Protecting the physicians and patients who participated in the health clinic is part of the Army’s ongoing commitment to protect the civilian population from the FARC and other terrorist groups, such as the National Liberation Army (ELN).

“This type of assistance is part of the military civic doctrine that the Colombian Army has developed over the past several years,” said Jairo Libreros, a security analyst at the External University of Colombia. Colombia has “achieved significant results with (its) operations, transforming municipalities once ravaged by insurgent groups or crime.”

In previous years, the FARC has harassed priests and forced the closing of some churches. FARC operatives have also threatened the parents of some law enforcement officers and forced them to leave the region.

“A sizeable portion of society believes that the Army must be fully involved in security efforts to protect citizens. Since 1999, the armed forces have been seen as the most prestigious institutions in Colombia. The Army wants to maintain this fluid communication with civilian society.”

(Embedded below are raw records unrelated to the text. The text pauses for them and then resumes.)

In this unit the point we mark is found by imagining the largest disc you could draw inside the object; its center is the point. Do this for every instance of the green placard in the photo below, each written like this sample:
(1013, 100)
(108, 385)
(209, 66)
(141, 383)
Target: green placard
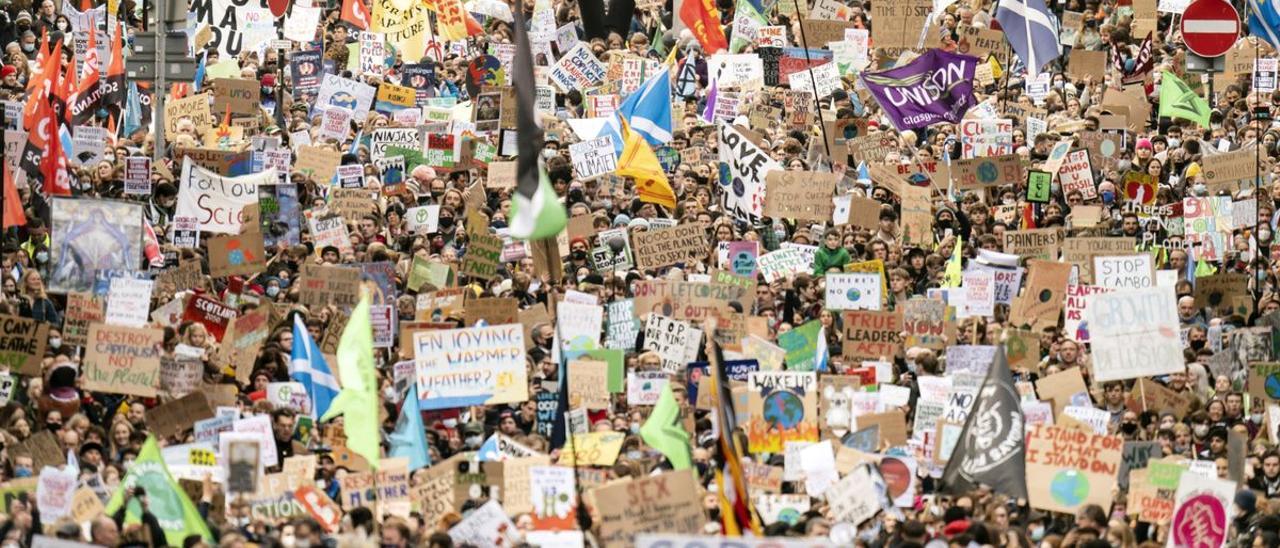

The Army helps civilians throughout the region


In addition to fighting terrorist groups, the Army helps the civilian population throughout the country in various ways.

For example, for several weeks beginning in late May, the Army Eleventh Brigade participated in an initiative called “Fridays in Color,” a program that offers opportunities for medical treatment, recreation, sports and other activities for children and teenagers in Montería, the capital city of the Department of Córdoba.

On the first day of the program, Colombian soldiers provided services for 250 children from the neighborhood of Furatena, on the south side of Montería.

That day was an occasion for celebration. The Eleventh Brigade’s band played for the children and their parents, while soldiers played with many of the kids. Some of the soldiers performed magic tricks, while others had their faces painted, right alongside the children.

“This program provides opportunities for healthcare, education, recreation, sports and other activities aimed at children and teenagers,” the Army reported.